Departments of the Interior and Commerce Outline Proposed Changes to Endangered Species Act Programs as Part of Government-Wide Regulatory Reform Effort
The White House recently unveiled plans to improve the federal regulatory system developed in response to an Executive Order issued by President Obama, which include a proposal by the Fish and Wildlife Service and National Marine Fisheries Service to improve administration of the Endangered Species Act (ESA). The proposal is reproduced in Departmental workplans submitted by both Interior (pdf) and Commerce (pdf). It includes the following actions:
- Minimize requirements for written descriptions of critical habitat boundaries in favor of map- and internet-based descriptions. Map- and internet-based descriptions are clearer and more accessible methods of showing critical habitat boundaries. Additionally, reducing written boundary description requirements will save taxpayer money.

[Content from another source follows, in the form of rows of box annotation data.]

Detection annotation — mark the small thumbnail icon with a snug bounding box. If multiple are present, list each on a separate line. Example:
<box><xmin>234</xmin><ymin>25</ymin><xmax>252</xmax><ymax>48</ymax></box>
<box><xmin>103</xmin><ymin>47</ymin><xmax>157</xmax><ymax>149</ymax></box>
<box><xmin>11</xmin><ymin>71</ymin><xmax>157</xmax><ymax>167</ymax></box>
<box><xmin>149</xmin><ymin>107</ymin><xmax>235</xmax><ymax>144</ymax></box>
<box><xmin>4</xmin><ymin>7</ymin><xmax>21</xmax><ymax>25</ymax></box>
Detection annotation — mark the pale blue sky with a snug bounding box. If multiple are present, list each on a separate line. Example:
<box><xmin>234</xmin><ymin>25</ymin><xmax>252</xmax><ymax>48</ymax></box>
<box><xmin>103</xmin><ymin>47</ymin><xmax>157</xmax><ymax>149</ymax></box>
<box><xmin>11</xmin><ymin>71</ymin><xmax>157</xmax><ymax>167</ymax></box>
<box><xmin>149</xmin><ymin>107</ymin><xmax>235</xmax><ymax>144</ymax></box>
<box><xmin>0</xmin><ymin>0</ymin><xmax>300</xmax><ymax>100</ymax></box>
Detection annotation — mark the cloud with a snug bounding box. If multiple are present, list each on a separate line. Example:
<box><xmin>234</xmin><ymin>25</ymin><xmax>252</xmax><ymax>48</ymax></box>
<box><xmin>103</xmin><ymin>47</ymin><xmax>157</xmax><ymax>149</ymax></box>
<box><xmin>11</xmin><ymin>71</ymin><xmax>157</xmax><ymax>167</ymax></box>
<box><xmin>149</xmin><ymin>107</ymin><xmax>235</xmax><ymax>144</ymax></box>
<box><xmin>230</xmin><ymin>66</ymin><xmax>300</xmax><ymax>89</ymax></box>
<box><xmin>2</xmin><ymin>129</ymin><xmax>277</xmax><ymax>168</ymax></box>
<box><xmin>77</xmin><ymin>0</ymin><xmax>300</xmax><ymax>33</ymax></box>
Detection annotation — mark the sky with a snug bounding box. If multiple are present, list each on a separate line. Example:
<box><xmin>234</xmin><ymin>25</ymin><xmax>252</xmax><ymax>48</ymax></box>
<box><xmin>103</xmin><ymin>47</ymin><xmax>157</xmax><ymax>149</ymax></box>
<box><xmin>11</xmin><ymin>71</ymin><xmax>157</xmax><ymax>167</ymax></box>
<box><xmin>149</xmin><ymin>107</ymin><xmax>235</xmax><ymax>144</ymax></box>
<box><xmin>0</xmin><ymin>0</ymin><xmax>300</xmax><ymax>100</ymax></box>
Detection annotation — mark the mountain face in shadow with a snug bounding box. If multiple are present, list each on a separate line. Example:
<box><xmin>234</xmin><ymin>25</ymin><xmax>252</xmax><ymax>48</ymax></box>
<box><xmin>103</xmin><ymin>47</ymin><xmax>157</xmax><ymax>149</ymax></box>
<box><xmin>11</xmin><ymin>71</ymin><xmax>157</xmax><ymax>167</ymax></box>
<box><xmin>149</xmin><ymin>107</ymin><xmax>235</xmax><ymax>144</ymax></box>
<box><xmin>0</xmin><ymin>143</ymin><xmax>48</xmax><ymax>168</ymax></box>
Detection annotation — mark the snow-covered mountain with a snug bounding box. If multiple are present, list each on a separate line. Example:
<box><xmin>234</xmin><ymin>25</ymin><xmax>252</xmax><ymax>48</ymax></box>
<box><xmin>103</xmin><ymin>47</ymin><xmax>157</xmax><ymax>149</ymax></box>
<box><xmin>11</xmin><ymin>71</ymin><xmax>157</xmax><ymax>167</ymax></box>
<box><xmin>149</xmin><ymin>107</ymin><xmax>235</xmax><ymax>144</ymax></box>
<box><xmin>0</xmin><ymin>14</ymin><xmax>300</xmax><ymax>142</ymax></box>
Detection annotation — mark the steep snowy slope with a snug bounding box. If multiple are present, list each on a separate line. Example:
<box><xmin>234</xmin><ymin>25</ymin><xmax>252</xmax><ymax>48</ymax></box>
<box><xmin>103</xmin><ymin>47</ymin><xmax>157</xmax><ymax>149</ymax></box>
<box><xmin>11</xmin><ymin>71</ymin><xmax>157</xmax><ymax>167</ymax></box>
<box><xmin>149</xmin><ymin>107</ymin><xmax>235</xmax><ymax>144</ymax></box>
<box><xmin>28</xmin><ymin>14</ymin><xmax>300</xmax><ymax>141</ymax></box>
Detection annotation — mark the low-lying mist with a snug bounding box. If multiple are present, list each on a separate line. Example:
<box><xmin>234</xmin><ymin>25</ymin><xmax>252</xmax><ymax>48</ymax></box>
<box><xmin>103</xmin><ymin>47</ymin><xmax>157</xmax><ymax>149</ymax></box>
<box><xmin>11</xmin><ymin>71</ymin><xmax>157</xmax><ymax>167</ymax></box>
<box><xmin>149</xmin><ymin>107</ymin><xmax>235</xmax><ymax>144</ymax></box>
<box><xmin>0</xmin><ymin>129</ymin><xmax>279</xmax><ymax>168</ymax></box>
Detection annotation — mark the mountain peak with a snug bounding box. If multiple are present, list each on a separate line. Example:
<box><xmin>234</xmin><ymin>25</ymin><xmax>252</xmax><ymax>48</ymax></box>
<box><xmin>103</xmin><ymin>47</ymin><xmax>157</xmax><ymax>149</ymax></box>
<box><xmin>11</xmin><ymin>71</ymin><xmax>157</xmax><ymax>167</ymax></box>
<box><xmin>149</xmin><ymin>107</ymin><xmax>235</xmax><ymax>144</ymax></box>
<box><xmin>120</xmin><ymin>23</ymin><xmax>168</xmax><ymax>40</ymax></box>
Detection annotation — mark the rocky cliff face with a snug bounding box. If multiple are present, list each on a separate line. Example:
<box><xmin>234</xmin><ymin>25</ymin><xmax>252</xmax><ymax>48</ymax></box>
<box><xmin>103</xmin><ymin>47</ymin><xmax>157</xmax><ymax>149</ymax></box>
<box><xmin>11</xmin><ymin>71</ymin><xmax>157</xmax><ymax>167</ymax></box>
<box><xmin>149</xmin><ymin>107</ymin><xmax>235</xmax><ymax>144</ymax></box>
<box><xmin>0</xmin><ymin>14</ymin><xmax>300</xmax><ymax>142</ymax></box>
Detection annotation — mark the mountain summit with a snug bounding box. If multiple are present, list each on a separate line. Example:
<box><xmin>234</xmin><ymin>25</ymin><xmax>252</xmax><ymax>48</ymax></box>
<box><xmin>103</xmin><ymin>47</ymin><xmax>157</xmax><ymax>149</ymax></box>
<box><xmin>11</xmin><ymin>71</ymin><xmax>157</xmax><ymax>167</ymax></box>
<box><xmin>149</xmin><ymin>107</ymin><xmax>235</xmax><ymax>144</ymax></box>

- Clarify, expedite, and improve procedures for the development and approval of conservation agreements with landowners, including habitat conservation plans, safe harbor agreements, and candidate conservation agreements.
- Expand opportunities for the states to engage more often and more effectively in the implementation of the ESA’s various provisions, especially those pertaining to the listing of species.
- Review and revise the process for designating critical habitat to design a more efficient, defensible, and consistent process.
- Clarify the definition of the phrase “destruction or adverse modification” of critical habitat, which is used to determine what actions can and cannot be conducted in critical habitat.
- Clarify the scope and content of the incidental take statement, particularly with regard to programmatic actions or other actions where direct measurement is difficult. An incidental take statement is a component of a biological opinion that specifies the impact of an incidental taking of an endangered or threatened species and provides reasonable and prudent measures that are necessary to minimize those impacts. Greater flexibility in the quantification of anticipated incidental taking could reduce the burden of developing and implementing biological opinions without any loss of conservation benefits.
In addition, both the Departments of the Interior and Commerce propose to craft a multi-faceted strategy to address the challenge of the conservation of endangered species and the administration of the Federal Insecticide, Fungicide, and Rodenticide Act. Early media coverage of the Administration's effort include this article. (The Hill, May 26, 2011, by Andrew Restuccia.)